TITLE: Appetite for Life
By Tammy Bovee


Shocking, the things we believe. Recently while talking to my dad I realized all his life he’s carried a guilt complex for his mother’s obesity. Even as an adult he actually still believed his mother when she blamed her obesity on his childhood mischief.

“The apple doesn’t fall far from the tree”, as the proverb says; I’ll show you what I mean.

The Florida surf licked the sugar-white beaches as me and my college friends from singing tour lay sunbathing. When the sun got too hot we simply splashed into the ocean and let the refreshing surf crash over us. Then we’d amble back and lay down on the boardwalk. I still remember wearing that coral bikini as I stuffed my face with junk food. “How do you eat like that and stay so thin?” my friends asked. I shrugged as I chowed-down another bite.

Always active riding horses, water-skiing, jogging, skating, my emotional eating finally caught up with me when I married and my activity level fell sharply.
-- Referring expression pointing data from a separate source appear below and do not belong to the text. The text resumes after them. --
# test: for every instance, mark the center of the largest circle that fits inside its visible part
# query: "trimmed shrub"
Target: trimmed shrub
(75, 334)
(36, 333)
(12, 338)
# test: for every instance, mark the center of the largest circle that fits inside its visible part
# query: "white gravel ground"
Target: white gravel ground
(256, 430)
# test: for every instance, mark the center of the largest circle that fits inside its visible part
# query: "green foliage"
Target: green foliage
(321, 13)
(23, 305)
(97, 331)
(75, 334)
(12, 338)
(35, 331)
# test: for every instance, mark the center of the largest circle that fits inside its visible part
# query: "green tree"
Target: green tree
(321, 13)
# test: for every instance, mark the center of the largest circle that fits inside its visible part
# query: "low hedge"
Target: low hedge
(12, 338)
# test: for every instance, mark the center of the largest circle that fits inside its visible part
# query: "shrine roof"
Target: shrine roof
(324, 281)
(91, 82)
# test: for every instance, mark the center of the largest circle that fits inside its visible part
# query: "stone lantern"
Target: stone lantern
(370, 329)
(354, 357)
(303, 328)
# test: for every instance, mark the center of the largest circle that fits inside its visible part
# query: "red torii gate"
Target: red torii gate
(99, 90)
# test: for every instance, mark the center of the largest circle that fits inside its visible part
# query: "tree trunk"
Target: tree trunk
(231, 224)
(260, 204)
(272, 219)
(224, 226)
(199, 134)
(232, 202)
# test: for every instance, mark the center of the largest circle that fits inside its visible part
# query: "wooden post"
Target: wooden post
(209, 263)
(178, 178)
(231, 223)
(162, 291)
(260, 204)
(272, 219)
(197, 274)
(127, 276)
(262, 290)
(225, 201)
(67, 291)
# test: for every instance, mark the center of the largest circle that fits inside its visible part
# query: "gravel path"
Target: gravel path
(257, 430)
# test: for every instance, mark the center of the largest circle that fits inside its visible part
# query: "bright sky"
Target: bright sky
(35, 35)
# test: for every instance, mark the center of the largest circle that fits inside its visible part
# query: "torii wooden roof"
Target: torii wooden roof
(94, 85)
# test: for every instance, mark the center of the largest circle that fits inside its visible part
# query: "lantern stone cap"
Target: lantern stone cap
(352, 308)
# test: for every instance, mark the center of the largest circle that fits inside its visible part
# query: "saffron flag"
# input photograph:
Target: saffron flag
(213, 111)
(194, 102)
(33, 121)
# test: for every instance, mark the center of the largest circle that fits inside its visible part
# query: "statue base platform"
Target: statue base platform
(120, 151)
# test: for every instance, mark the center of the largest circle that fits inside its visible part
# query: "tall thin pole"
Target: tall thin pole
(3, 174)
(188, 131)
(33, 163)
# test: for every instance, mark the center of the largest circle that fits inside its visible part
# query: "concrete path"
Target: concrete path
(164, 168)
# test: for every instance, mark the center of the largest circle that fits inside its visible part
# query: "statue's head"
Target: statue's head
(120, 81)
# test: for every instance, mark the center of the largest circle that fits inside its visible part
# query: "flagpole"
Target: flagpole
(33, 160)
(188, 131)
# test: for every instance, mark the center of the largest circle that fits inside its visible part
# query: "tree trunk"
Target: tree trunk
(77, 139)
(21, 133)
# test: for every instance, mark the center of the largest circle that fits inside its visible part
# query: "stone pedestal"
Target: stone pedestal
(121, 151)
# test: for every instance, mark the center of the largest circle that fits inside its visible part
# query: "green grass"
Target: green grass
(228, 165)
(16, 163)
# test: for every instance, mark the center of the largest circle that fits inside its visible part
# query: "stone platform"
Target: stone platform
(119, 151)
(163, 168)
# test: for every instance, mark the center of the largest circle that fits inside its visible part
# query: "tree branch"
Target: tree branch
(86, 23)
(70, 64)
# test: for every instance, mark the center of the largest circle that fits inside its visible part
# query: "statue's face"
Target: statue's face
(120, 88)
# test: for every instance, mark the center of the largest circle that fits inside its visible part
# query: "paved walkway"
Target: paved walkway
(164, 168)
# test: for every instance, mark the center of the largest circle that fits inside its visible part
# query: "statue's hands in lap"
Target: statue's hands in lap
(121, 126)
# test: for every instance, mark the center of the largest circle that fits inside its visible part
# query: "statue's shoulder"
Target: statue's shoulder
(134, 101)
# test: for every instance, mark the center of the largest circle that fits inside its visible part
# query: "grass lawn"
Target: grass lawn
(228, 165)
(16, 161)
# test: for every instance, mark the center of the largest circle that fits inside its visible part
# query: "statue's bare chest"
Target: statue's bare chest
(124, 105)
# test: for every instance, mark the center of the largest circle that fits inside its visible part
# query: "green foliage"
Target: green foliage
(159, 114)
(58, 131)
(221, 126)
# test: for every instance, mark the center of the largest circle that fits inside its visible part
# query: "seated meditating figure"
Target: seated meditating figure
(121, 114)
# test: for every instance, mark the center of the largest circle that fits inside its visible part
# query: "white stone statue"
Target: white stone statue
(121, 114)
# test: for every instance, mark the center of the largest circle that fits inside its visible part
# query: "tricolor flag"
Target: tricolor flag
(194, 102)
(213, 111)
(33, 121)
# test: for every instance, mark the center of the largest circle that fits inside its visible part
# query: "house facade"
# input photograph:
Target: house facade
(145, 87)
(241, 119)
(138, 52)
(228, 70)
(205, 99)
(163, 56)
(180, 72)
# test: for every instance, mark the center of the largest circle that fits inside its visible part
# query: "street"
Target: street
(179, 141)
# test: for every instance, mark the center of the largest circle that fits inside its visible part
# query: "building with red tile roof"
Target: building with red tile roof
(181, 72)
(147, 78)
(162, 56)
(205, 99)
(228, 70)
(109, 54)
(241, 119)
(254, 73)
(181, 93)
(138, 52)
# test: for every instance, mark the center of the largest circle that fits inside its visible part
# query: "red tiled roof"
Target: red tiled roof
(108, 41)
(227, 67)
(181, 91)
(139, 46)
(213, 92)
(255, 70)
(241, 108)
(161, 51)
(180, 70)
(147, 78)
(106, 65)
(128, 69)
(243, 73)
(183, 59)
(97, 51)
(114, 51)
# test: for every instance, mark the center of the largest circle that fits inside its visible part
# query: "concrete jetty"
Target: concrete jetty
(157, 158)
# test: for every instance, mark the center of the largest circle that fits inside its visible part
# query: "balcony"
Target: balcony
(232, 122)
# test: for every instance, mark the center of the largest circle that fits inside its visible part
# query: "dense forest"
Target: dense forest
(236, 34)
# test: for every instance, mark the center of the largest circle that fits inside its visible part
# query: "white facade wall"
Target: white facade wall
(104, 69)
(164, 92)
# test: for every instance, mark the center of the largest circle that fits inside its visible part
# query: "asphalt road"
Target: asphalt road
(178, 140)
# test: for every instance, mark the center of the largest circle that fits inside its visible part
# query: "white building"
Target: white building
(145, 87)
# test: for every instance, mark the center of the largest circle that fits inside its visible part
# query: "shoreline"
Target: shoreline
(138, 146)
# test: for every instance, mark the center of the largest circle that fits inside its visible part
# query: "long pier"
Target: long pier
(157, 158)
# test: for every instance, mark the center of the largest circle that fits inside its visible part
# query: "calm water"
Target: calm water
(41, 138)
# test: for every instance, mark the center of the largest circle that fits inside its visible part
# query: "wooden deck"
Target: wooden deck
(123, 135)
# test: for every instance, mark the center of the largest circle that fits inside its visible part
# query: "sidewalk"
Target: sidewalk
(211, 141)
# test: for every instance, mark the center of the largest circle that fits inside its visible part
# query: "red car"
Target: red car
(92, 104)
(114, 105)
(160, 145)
I remember responding to normal in-law issues by second guessing my true feelings, saying nothing or laughing-off issues I should have worked through. Instead I stuffed my feelings down with food. It was therapy by donut, Twinkie, pizza, or whatever. All this seemed to work till the day someone handed me a picture of some corpulent lady sitting in a lawn chair. I stared in disbelief as I recognized myself.

After praying a lot, I finally joined a weight loss group. I remember coming home from my first meeting. Pulling down my calendar, pen in hand, I scrawled down my weight loss goal on each Monday, for nine months. “I’m pregnant with a diet”, I joked. Although a silly mind-trick, it worked.

As I started taking control of my life an interesting thing happened, self respect grew. I don’t mean self-love, but I started valuing myself more like God must. I started understanding my feelings and submitting them to God in prayer, and then affecting my own life.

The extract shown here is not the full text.